There is also an evidentiary limit worth keeping explicit: the current repo most directly validates one pattern well, namely structured extraction with controlled vocabularies. The architecture is suitable for adjacent contract-bound problems, but the strongest direct support in the repository today is still this example case.

Where the current implementation is strongest

Today, kestrel-evals is strongest in settings where the output contract is explicit and the failure modes are mechanical. That includes structured extraction outputs, controlled-vocabulary classification, prompt regressions on machine-consumable responses, and CI gating for LLM features with hard output constraints.

The narrower and more contract-bound the output, the more credible this harness is today. That makes it a strong fit for things like lead intake extraction, support ticket routing labels, metadata extraction, internal categorization workflows, and JSON response formatting for downstream automations.

It is less compelling, at least in its current form, for open-ended conversational evaluation or nuanced quality grading, which require different methods and a broader evidence base.

Future directions

The next sensible expansions are concrete rather than abstract. The provider abstraction already makes room for additional backends, so the most obvious next step is to add Anthropic, Azure OpenAI, or local OpenAI-compatible endpoints and run the same suites across them without rewriting the evaluation logic.

Reporting is another clear next layer. The current JSON artifact is useful, but Markdown or HTML summaries would make inspection easier, especially if they include pass/fail diffs against a checked-in baseline and per-case change summaries between runs.

Dataset and baseline management is also an obvious place to deepen the project. Named baselines, versioned datasets, and explicit “current run versus baseline” views would make it easier to track reliability over time rather than treating each run as an isolated event.

Finally, rubric scoring may still be worth adding later, but only after deterministic gating remains solid. That order matters. The correct sequence is first to confirm that the contract holds, and only then to ask whether the output quality is good.

Conclusion

kestrel-evals is a deliberately small tool solving a real problem: making a class of LLM regressions testable in the same operational style as conventional software tests.

Its central argument is simple.
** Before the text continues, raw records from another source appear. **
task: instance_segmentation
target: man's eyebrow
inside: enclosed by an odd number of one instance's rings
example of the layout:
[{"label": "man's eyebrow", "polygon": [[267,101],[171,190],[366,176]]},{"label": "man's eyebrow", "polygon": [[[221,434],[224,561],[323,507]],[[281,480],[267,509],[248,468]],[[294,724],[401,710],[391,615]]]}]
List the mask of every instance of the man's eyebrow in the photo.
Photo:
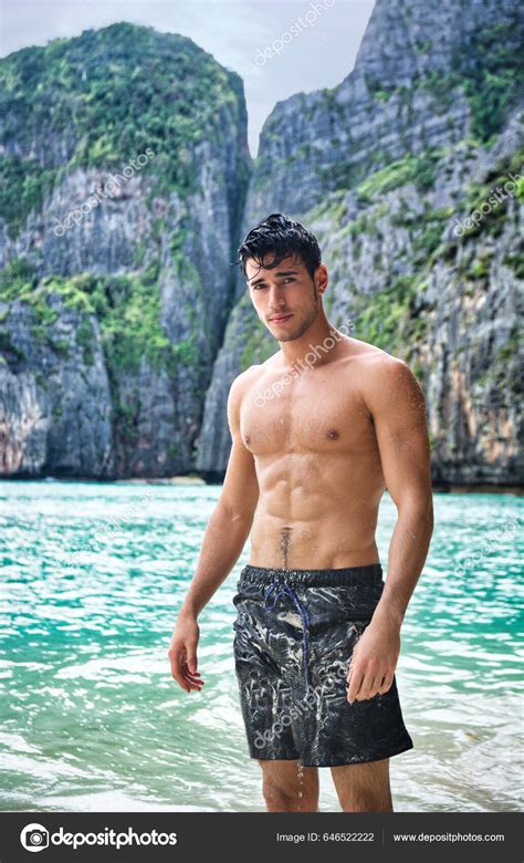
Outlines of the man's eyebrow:
[{"label": "man's eyebrow", "polygon": [[[275,275],[298,275],[298,270],[280,270]],[[250,279],[248,279],[248,281],[250,281]],[[260,284],[263,281],[265,280],[262,275],[260,279],[256,279],[255,282],[251,282],[251,287],[254,288],[255,284]]]}]

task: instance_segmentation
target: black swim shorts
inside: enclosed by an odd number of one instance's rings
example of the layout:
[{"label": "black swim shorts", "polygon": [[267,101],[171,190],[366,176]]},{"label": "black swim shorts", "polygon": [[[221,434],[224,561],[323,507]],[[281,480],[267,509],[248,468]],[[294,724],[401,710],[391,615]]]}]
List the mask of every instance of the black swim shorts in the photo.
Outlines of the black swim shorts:
[{"label": "black swim shorts", "polygon": [[347,700],[353,651],[384,590],[380,563],[248,565],[237,590],[233,651],[251,758],[336,767],[413,748],[395,677],[382,695]]}]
If an LLM feature depends on output structure, deterministic validation should be the first evaluation layer, and CI should be able to fail when that contract breaks.
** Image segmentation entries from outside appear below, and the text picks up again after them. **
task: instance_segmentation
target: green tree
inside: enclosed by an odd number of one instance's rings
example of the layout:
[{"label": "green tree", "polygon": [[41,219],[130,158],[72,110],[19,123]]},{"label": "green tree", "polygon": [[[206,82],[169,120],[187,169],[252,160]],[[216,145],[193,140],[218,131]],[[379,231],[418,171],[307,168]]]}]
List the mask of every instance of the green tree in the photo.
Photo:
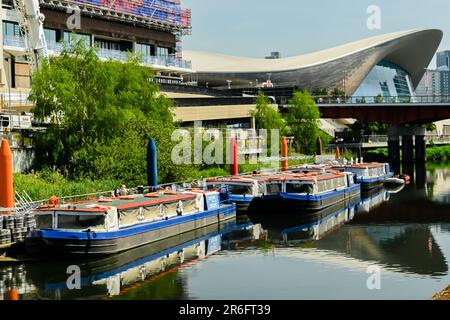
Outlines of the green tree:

That is the contribution of this initial implementation. It is not a grand unified evaluation platform. It is a compact, production-minded harness for one of the most common and immediately useful evaluation patterns: deterministic gating of contract-bound LLM outputs.

So what?

The practical implication is that teams do not have to choose between prompt engineering in the dark and building a giant evaluation platform. There is a useful middle ground.
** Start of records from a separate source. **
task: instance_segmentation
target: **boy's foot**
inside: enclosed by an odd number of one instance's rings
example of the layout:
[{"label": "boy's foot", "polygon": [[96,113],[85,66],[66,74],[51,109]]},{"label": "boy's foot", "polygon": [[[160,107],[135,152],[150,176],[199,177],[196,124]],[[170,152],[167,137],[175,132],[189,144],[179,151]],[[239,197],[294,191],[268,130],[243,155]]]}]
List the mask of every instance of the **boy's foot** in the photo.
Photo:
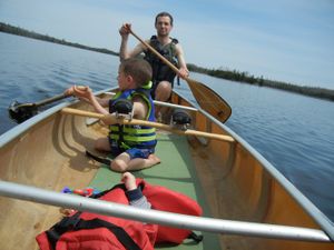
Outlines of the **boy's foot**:
[{"label": "boy's foot", "polygon": [[153,164],[159,164],[161,162],[160,158],[154,153],[149,154],[148,159],[153,162]]}]

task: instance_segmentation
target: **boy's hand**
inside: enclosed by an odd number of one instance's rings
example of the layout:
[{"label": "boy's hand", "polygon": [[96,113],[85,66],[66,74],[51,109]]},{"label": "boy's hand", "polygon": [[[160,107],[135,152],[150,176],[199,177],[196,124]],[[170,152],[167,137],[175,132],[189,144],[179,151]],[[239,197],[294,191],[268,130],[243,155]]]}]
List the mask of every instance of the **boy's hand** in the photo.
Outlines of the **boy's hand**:
[{"label": "boy's hand", "polygon": [[122,173],[121,182],[125,183],[128,191],[137,189],[136,177],[130,172]]},{"label": "boy's hand", "polygon": [[124,23],[119,29],[119,34],[121,37],[128,37],[131,30],[131,23]]},{"label": "boy's hand", "polygon": [[87,98],[90,100],[92,91],[88,86],[73,86],[73,94],[78,98]]}]

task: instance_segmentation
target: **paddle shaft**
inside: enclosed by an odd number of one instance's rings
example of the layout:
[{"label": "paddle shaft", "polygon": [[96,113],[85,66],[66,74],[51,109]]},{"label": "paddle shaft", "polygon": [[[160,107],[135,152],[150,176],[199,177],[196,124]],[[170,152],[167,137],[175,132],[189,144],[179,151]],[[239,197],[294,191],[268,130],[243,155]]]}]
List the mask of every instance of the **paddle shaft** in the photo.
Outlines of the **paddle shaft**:
[{"label": "paddle shaft", "polygon": [[208,132],[203,132],[203,131],[197,131],[197,130],[191,130],[191,129],[179,130],[179,129],[175,129],[170,126],[158,123],[158,122],[153,122],[153,121],[145,121],[145,120],[138,120],[138,119],[127,120],[127,119],[122,119],[122,118],[116,118],[115,116],[111,116],[111,114],[105,116],[101,113],[89,112],[89,111],[71,109],[71,108],[63,108],[61,110],[61,112],[67,113],[67,114],[81,116],[81,117],[98,118],[98,119],[102,119],[107,123],[148,126],[148,127],[153,127],[156,129],[170,131],[173,133],[180,134],[180,136],[197,136],[197,137],[205,137],[205,138],[214,139],[214,140],[234,142],[234,139],[229,136],[223,136],[223,134],[218,134],[218,133],[208,133]]}]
kestrel-evals shows that for contract-bound LLM features, a modest amount of structure goes a long way. Define the contract, codify the checks, run them locally, and gate CI on regressions. That does not make LLM behavior magically stable or universally reliable. What it does do is move one important class of prompt-dependent behavior closer to an ordinary software component: observable, testable, and easier to trust in production workflows.